O governo brasileiro intensificou as negociações com a União Europeia após a formalização da retirada do Brasil da lista de países autorizados a exportar determinadas categorias de animais e produtos de origem animal ao bloco sob as novas regras sanitárias relacionadas ao uso de antimicrobianos.
A medida foi publicada pela União Europeia e entrará em vigor em 3 de setembro. Até lá, o governo federal pretende atuar diplomaticamente e tecnicamente para evitar que produtos brasileiros sejam excluídos do mercado europeu.
Na sexta-feira (5), o ministro das Relações Exteriores, Mauro Vieira, discutiu o tema com o comissário europeu de Comércio, Maroš Šefčovič. Durante a conversa, o chanceler brasileiro defendeu uma comunicação mais direta e eficiente entre as partes em meio à implementação do acordo entre Mercosul e União Europeia.
Segundo integrantes do governo, a decisão anunciada neste sábado já era esperada, uma vez que vinha sendo discutida em instâncias técnicas nos últimos meses.
A retirada do Brasil da lista não representa uma suspensão imediata das exportações, mas pode abrir caminho para restrições a partir de setembro caso o país não consiga comprovar o atendimento às exigências estabelecidas pelo bloco europeu.

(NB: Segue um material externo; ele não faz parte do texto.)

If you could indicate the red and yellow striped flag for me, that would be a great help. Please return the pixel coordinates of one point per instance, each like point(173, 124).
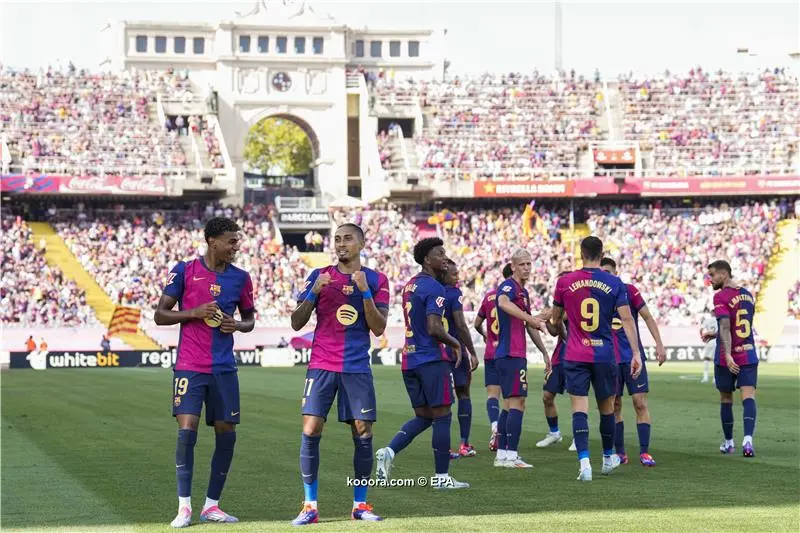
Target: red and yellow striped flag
point(124, 320)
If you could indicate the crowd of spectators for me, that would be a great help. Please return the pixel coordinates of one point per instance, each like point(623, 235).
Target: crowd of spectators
point(794, 301)
point(71, 121)
point(506, 126)
point(33, 293)
point(664, 251)
point(714, 123)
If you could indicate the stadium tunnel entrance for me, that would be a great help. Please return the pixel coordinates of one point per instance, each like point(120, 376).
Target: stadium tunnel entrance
point(281, 154)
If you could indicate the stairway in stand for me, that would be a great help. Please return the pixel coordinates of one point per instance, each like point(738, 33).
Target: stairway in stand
point(782, 273)
point(59, 255)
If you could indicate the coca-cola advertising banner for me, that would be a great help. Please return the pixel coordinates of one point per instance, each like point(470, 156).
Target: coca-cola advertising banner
point(607, 186)
point(52, 184)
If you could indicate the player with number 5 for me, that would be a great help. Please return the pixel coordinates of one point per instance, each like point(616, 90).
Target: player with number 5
point(736, 359)
point(589, 297)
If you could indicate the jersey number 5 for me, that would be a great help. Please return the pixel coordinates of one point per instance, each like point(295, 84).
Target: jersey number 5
point(742, 322)
point(590, 311)
point(407, 309)
point(495, 324)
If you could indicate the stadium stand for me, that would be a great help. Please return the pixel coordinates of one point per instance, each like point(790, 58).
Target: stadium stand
point(33, 293)
point(501, 126)
point(714, 123)
point(664, 251)
point(86, 124)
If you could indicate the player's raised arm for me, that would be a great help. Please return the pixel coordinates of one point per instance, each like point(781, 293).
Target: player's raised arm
point(478, 325)
point(505, 303)
point(308, 299)
point(629, 327)
point(165, 316)
point(376, 306)
point(661, 353)
point(536, 337)
point(465, 337)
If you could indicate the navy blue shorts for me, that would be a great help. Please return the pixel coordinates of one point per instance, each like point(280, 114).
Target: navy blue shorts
point(490, 375)
point(557, 381)
point(728, 382)
point(356, 395)
point(462, 375)
point(220, 393)
point(601, 376)
point(430, 384)
point(513, 372)
point(635, 386)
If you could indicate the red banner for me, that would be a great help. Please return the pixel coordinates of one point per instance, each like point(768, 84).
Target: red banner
point(690, 186)
point(528, 189)
point(50, 184)
point(615, 157)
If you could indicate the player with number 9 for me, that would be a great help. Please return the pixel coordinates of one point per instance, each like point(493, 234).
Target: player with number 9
point(491, 380)
point(736, 359)
point(589, 297)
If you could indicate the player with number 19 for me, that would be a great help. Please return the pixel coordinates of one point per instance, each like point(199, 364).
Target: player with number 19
point(350, 301)
point(208, 290)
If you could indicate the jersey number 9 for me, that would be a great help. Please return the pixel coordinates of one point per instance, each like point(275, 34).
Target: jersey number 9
point(590, 311)
point(407, 309)
point(495, 324)
point(742, 322)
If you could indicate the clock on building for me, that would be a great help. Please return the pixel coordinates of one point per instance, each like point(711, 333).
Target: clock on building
point(282, 82)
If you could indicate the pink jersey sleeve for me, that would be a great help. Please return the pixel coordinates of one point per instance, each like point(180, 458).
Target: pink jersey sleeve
point(720, 305)
point(382, 296)
point(246, 298)
point(635, 298)
point(558, 294)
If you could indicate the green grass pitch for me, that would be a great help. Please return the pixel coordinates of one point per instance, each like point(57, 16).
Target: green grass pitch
point(93, 450)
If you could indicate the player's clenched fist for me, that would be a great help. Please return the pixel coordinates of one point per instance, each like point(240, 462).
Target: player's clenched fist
point(360, 279)
point(205, 311)
point(228, 324)
point(322, 280)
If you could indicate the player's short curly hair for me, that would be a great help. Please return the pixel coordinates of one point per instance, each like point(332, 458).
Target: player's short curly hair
point(608, 261)
point(424, 247)
point(721, 264)
point(592, 248)
point(219, 225)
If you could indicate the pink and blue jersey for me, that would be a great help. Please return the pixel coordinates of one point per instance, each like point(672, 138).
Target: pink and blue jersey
point(622, 348)
point(561, 347)
point(422, 296)
point(511, 340)
point(342, 338)
point(737, 305)
point(202, 348)
point(453, 301)
point(590, 297)
point(488, 311)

Entre os produtos que podem ser afetados estão bovinos, equinos, aves, produtos da aquicultura, mel e tripas. Essas categorias constavam anteriormente como autorizadas pela União Europeia, mas perderam essa condição após a avaliação mais recente realizada pela Comissão Europeia.
De acordo com o regulamento publicado, o bloco entende que não recebeu informações suficientes para assegurar que o Brasil implementará integralmente as medidas exigidas dentro do prazo estabelecido.
As novas exigências estão relacionadas ao controle do uso de antimicrobianos na produção animal. A legislação europeia proíbe a utilização dessas substâncias como promotores de crescimento ou para aumento de produtividade em animais destinados à exportação para o mercado europeu. Também são vetados medicamentos considerados essenciais para o tratamento de infecções em seres humanos.
A Comissão Europeia ressalta que a decisão não decorre da identificação de irregularidades em cargas específicas exportadas pelo Brasil. O questionamento está relacionado à documentação e às garantias apresentadas pelo país para demonstrar conformidade com as novas regras sanitárias.
O governo brasileiro pretende utilizar os próximos meses para apresentar informações complementares e buscar uma solução que preserve o acesso dos produtos nacionais ao mercado europeu.